Introductory case: Assume that we are given an integer $k\geq 1$, a real number $a$, and a polynomial $P\in\mathbb R[X]$ which satisfies $$P(a)=a,\quad P^{(i)}(a)=0 \text{ for every } 1\leq i<k.$$ The goal is to find another polynomial $Q\in\mathbb R[X]$ which satisfies the following:
- A stronger property than the one satisfied by $P$, namely $$Q(a)=a,\quad Q^{(i)}(a)=0 \text{ for every } 1\leq i<\ell,$$ where $\ell$ is some integer greater than $k$.
- For every $t\in\mathbb R$, the value of $Q(t)$ should be easily computable* given the value of $P(t)$.
This is for instance achievable by taking $Q:=(P-a)^2+a$ and $\ell:=2k$.
Question: Does this generalise to two values $a$ and $b$, for instance?

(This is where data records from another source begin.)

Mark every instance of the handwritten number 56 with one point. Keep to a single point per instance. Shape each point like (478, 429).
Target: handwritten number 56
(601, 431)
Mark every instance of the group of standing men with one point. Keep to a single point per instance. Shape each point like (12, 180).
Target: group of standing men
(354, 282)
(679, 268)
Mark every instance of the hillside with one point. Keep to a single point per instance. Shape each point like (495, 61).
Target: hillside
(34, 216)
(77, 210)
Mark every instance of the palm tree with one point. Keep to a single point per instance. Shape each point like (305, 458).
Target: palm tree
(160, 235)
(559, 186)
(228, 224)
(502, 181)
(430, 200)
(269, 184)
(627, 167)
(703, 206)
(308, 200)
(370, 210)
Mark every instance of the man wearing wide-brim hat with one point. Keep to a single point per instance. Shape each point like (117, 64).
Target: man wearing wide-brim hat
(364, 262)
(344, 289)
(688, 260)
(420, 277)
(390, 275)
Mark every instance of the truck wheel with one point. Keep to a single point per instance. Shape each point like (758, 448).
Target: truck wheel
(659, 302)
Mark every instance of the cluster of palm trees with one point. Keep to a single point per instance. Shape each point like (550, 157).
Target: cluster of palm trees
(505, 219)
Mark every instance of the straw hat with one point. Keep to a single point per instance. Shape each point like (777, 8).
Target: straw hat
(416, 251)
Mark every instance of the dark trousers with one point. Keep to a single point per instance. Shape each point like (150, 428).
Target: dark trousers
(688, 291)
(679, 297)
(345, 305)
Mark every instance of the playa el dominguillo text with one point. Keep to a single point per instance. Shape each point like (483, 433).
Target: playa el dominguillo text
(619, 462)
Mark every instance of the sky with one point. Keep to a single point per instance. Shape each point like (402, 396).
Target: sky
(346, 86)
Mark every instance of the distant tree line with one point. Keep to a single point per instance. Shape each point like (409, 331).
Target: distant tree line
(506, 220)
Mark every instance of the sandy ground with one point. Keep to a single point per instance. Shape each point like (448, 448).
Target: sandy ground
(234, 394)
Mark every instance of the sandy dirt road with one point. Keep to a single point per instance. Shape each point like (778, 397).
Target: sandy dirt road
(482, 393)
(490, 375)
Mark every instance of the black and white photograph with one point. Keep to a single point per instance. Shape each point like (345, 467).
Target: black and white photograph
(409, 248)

More precisely, assume we are given an integer $k\geq 1$, two real numbers $a\neq b$, and a polynomial $P\in\mathbb R[X]$ which satisfies $$P(a)=a,\quad P(b)=b,\quad P^{(i)}(a)=0 \text{ for every } 1\leq i<k,\quad P^{(i)}(b)=0 \text{ for every } 1\leq i<k$$ The goal is to find another polynomial $Q\in\mathbb R[X]$ which satisfies the following:
- A stronger property than the one satisfied by $P$, namely $$Q(a)=a,\quad Q(b)=b,\quad Q^{(i)}(a)=0 \text{ for every } 1\leq i<\ell,\quad Q^{(i)}(b)=0 \text{ for every } 1\leq i<\ell,$$ where $\ell$ is some integer greater than $k$.
- For every $t\in\mathbb R$, the value of $Q(t)$ should be easily computable* given the value of $P(t)$.
It would then be natural to see if this also works for three values, or more generally, for $n$ values. But I believe that if we are able to understand the case with two values, we might be able to generalise.
*Easily computable means trying to minimise the number of required multiplications.